Con las manos cavó un pequeño agujero en la tierra y enterró la cajita en él. Después con dedos temblorosos abrió la navaja y con una lacerante caricia de su hoja, dejó que esta cortara la palma de su mano. Colocó el puño por encima de la arena removida y con la yema de los dedos apretó con fuerza el corte. Un hilo de sangre se derramó sobre la tierra, la cual aceptó con rapidez el rojo elixir de la vida.
Miraba al suelo con recelo dudando de haber seguido los pasos con exactitud, cuando a su espalda comenzó a sonar un teléfono. Se levantó renqueante, casi a punto de caer de bruces al suelo. Con perplejidad escrutó aquella cabina que sin lugar a dudas hace unos minutos no estaba allí.

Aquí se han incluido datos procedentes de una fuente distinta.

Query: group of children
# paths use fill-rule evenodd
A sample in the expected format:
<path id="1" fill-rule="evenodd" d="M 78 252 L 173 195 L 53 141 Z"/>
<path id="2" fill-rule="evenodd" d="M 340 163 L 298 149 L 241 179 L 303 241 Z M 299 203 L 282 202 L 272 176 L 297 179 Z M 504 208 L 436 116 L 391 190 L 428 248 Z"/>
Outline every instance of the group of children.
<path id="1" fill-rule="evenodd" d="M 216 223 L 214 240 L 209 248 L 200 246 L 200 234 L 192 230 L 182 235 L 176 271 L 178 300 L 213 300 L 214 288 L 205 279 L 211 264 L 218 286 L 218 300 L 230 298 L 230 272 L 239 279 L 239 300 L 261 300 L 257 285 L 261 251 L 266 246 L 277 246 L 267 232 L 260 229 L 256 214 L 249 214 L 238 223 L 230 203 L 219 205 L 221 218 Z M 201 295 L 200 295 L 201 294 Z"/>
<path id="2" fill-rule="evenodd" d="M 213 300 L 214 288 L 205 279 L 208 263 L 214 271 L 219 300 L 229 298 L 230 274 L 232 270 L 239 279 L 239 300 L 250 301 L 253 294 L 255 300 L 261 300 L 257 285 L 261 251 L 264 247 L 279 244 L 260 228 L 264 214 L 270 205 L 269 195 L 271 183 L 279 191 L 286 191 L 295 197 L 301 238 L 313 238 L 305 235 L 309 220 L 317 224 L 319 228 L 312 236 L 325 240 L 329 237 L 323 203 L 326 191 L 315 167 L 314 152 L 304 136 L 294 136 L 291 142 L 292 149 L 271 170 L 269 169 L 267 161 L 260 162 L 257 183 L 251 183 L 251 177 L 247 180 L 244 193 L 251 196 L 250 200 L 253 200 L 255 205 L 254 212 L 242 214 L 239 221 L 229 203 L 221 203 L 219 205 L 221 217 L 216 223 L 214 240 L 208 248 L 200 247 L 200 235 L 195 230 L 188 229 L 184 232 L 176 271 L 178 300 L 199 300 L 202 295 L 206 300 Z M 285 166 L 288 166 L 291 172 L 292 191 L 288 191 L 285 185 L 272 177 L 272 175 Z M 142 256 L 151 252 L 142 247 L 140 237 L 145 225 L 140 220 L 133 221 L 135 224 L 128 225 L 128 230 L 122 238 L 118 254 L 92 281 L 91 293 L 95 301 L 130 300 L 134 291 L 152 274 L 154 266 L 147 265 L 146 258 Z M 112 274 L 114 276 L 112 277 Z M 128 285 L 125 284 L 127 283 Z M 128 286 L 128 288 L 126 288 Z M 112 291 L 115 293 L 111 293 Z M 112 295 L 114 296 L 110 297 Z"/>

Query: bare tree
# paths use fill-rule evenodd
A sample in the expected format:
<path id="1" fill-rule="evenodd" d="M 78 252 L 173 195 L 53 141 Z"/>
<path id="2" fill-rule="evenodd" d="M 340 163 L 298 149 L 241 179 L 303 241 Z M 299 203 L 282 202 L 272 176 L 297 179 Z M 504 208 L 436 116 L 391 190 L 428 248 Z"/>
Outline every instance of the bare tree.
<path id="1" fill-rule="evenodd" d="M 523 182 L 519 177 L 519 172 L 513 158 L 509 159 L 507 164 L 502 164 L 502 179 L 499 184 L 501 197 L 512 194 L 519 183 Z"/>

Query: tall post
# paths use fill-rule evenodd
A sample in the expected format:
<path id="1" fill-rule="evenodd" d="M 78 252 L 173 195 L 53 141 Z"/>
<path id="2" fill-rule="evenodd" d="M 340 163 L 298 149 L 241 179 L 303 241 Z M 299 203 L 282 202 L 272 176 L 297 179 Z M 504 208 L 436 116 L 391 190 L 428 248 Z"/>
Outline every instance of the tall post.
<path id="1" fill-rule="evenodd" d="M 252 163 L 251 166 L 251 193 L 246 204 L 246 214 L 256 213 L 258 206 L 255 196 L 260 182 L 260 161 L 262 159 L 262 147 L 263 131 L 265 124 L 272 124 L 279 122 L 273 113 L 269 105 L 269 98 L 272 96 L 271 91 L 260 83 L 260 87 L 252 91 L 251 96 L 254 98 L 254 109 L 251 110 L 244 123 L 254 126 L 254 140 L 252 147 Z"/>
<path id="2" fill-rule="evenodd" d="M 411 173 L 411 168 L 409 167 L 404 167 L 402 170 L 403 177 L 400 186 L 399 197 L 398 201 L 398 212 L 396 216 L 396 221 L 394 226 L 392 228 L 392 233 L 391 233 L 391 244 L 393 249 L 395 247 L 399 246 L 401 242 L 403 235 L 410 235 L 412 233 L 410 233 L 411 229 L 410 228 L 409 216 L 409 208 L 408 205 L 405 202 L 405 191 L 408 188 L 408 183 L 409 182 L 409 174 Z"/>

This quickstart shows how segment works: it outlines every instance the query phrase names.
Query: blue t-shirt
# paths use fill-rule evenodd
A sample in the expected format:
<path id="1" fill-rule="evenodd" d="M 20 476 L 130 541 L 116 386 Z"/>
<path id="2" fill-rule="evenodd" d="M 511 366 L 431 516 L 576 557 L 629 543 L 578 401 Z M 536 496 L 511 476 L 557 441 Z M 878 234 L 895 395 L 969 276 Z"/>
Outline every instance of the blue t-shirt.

Con paso lento se aproximó hasta ella. Alzó la mano para empujar la gruesa hoja de cristal, pero antes de llegar a tocarla, esta se abrió sola. Se adentró en la cabina y antes de coger el auricular miró hacia los lados. La oscuridad de la noche aliándose con la tenue luz de la rectangular urna, convirtió los cristales en espejos que reflejaron su asustado rostro.
Al descolgar escuchó unos estridentes chirridos. Con temor se acercó el auricular al oído.
—¿Diga?
—Dime Allan ¿Cuál es tu mayor deseo? ¿Lo que más deseas en el mundo? Pídeme lo que quieras.
La profunda voz al otro lado del teléfono le hizo sentir un hormigueo en la nuca.
—Quiero…quiero volver a ver a mi esposa.
Unos delicados golpes en el cristal hicieron que se diera la vuelta. Frente a él, nacida de la nada estaba ella. Dejando caer el auricular se precipitó a la puerta, pero esta no se abría. Empujó, golpeó y maldijo, pero no consiguió nada. Con visible nerviosismo volvió a coger el teléfono.
— ¡Déjame salir maldita sea! ¡Este es mi deseo, la deseo a ella!
—Te dejaré salir. Pero antes quiero algo a cambio, "quid pro quo" Allan, "quid pro quo…"
—Está bien ¿Qué es lo que quieres? Te daré lo que sea, pídeme lo que quieras.
—Algo insignificante, una pequeñez prescindible…solo quiero tu alma.